Some might think: “Pull out all stocks the fund has held over the past year and create a portfolio to estimate NAV?”
This is of limited value.
Because you still don’t know real-time weights, and by the time you estimate, the market has closed. It’s better to wait for the official NAV the next evening.
What can we do?
My approach is: try to minimize errors at least one day in advance.
On T day purchase, aim to estimate a NAV with minimal error by the next morning (T+1, before 9 am).
This way, you’re ahead of the official 4 pm NAV release, giving you a one-day lead to guide your operations.
Specific method:
Take all stocks that have appeared in Huabao Oil & Gas’s historical holdings over the past year, and create a simulated portfolio, roughly allocating about 2.5% to each stock.
Before 9 am on T+1, use pre-market US stock data to estimate the NAV, then compare and calibrate against the official NAV released that evening.

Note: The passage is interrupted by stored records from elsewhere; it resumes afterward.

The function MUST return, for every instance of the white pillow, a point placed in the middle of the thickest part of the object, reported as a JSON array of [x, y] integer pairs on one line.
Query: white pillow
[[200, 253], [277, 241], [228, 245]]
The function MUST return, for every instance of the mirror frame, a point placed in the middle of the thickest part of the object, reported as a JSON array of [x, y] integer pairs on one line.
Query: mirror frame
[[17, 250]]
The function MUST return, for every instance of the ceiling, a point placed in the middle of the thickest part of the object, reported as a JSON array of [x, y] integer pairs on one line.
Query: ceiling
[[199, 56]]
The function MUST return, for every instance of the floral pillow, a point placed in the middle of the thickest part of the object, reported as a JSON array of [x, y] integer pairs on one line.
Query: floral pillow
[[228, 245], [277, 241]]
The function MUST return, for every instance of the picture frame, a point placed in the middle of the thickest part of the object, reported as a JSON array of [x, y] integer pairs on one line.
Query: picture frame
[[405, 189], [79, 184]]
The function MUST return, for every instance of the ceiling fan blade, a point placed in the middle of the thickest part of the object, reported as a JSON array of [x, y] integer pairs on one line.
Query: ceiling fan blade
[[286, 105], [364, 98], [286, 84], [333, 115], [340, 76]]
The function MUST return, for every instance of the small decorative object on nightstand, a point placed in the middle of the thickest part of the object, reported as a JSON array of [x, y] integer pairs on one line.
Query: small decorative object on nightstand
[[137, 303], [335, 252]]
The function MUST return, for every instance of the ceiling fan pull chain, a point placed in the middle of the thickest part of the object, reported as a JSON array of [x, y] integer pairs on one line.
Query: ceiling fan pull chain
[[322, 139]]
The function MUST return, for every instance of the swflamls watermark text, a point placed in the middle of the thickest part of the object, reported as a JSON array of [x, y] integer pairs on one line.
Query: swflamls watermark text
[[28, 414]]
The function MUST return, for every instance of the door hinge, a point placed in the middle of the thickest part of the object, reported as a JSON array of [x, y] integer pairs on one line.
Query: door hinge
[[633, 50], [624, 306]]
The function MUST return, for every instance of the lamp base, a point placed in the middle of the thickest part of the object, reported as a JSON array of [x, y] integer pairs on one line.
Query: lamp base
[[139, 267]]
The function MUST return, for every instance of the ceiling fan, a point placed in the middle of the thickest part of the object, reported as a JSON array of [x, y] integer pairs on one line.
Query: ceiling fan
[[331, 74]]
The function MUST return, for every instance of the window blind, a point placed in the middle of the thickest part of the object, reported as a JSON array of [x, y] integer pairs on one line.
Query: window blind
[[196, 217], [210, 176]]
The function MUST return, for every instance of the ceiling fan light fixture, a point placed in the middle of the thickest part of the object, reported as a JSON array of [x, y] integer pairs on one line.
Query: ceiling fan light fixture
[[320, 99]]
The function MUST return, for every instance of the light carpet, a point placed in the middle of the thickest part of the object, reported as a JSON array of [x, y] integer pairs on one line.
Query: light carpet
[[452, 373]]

If the error is controllable, this simulated portfolio has practical value.
Finally, a note:
Huabao Oil & Gas is hard to estimate because of dispersed holdings, many stocks, and dynamic adjustments.
In contrast, some oil futures-tracking QDII funds with a single underlying asset are much easier to value, with smaller errors.
This summarizes the core reasons why Huabao Oil & Gas valuation is difficult and error-prone, along with my own improvement approach for reference.